I found a theorem that states that if $A\subset \mathbb{Z}$ such that the upper Banach density is non-zero, then $A$ contains arbitrarily long arithmetic progressions, this is called Szemerédi's Theorem. The converse however is not true. In fact T. Tao showed that the prime numbers admit arbitrarily long arithmetic progressions and it is an easy consequence of the prime number theorem that the Banach density of the prime numbers is zero.
Inspired by this theory, I tried to get some intuition :
Consider the following sequence:
$0,1,2,4,5,7,10,11,13,16,20,21,23,26,30,35,36,38,41,45,50,56,57,59,\dots$
The scheme is as follows, we start with $0$ and add $1$, then we add $1$ again and then we add $2$. We start again by adding $1$ then $2$ and then $3$, and again $1$,$2$,$3$,$4$ and so on. (I hope I didn't make a silly mistake in writing down the sequence).

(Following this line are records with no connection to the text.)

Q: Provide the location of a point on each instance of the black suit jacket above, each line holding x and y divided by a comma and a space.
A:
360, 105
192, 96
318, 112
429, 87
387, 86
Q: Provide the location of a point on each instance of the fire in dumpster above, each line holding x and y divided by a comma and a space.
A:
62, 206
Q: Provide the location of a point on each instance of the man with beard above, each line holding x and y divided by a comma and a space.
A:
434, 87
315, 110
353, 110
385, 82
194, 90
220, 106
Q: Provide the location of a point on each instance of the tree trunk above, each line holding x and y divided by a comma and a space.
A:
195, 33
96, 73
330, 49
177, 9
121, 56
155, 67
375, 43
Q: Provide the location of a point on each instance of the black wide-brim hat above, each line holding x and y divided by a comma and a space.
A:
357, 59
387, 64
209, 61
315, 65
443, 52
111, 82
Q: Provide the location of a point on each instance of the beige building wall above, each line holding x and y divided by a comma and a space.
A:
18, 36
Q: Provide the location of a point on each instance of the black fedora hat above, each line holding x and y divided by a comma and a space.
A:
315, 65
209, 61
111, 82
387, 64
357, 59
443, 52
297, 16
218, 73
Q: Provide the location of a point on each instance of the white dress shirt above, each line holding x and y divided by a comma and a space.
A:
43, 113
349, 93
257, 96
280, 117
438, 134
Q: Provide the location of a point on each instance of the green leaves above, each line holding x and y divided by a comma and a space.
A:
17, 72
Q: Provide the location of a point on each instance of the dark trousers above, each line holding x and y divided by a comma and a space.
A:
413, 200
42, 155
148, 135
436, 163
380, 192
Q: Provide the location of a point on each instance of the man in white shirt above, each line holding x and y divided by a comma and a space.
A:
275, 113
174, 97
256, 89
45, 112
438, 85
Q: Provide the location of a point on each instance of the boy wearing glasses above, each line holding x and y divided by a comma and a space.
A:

It easy to show that this sequence has Banach density zero, so the question is does this sequence still admit arbitrarily long arithmetic progressions?
For example, we can find one of length six, i.e. $1,4,7,10,13,16$, but in a way you can feel that the formula determining the sequence destroys arithmetic progressions.
What would be a reasonable way to tackle this problem?